Aquellas embarcaciones susurraban promesas de velocidad, aire salobre y horizontes abiertos. A veces, Nailer desearía ser capaz de zambullirse en aquellas páginas y emerger en la proa de un clíper. En su imaginación, zarpaba a bordo de uno de ellos y dejaba atrás la penosa vida cotidiana de desguazador. En otras ocasiones, rompía las fotos en pedazos y los arrojaba al viento; las detestaba porque le hacían anhelar cosas que no sabía que deseaba hasta que vio aquellas velas.

El viento roló. Un nubarrón negro de humo de fundición se cernió sobre la playa, envolviéndolos en calima y cenizas.

Todo el mundo empezó a atragantarse y a toser, intentando conseguir aire puro. El viento cambió de dirección otra vez, pero Nailer continuó tosiendo. La estancia en el depósito de petróleo le había dejado secuelas. Su pecho y sus pulmones seguían estando doloridos, y aún conservaba el sabor del crudo en el paladar.

Cuando Nailer dejó de toser y levantó la cabeza, los clíperes ya se habían perdido de vista. El humo de la fundición aún envolvía su fogata.

Nailer sonrió con amargura, acariciado por la brisa acre. Eso era lo que se conseguía pensando en clíperes: terminar con los pulmones llenos de humo por no haber prestado atención a lo que te rodeaba. Tomó otro trago de la botella y se la pasó a Pearly.

—Gracias por la ofrenda de la suerte —dijo—. El puñetero Black Ling tiene cuerpo, jamás lo hubiera imaginado.

Moon Girl sonrió.

—Los puñeteros cabrones con suerte beben puñeteros licores con cuerpo.

—Tiene suerte, ya lo creo —ratificó Pima—. Es el cabrón más afortunado que he visto en mi vida.

Echó un vistazo a las demás ofrendas que se habían ido acumulando a lo largo de la noche.
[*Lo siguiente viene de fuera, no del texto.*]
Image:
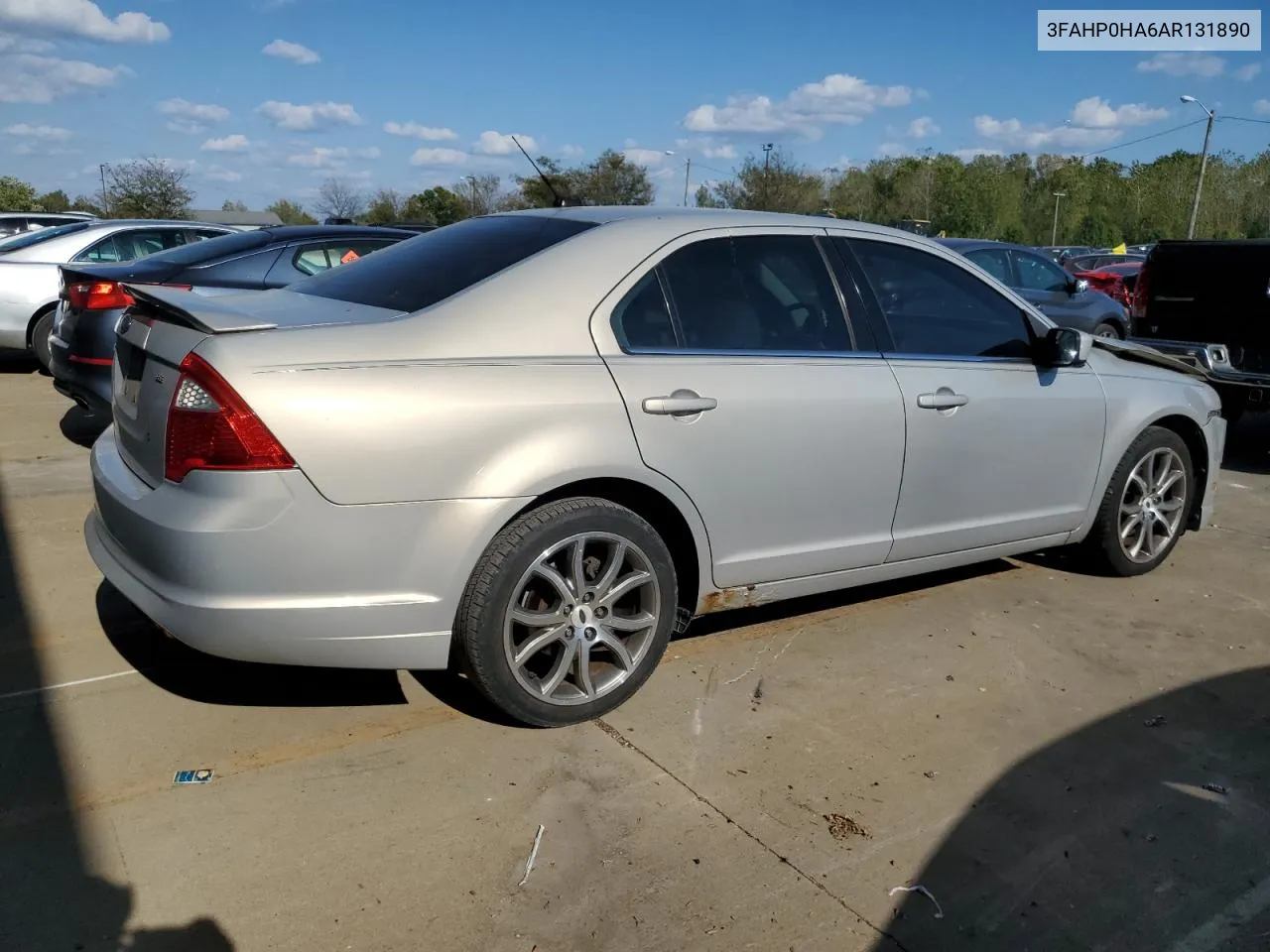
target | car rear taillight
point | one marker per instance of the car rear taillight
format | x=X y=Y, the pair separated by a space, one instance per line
x=96 y=296
x=209 y=426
Otro muslo de pichón que Nailer compartió con el grupo, una cajetilla de cigarrillos liados a mano, una botella de licor barato del alambique de Jim Thompson, un grueso pendiente de plata de gran tamaño. Una concha pulida por el mar. Un paquete de medio kilo de arroz.

—¿Más afortunado que Lucky Strike? —bromeó Nailer.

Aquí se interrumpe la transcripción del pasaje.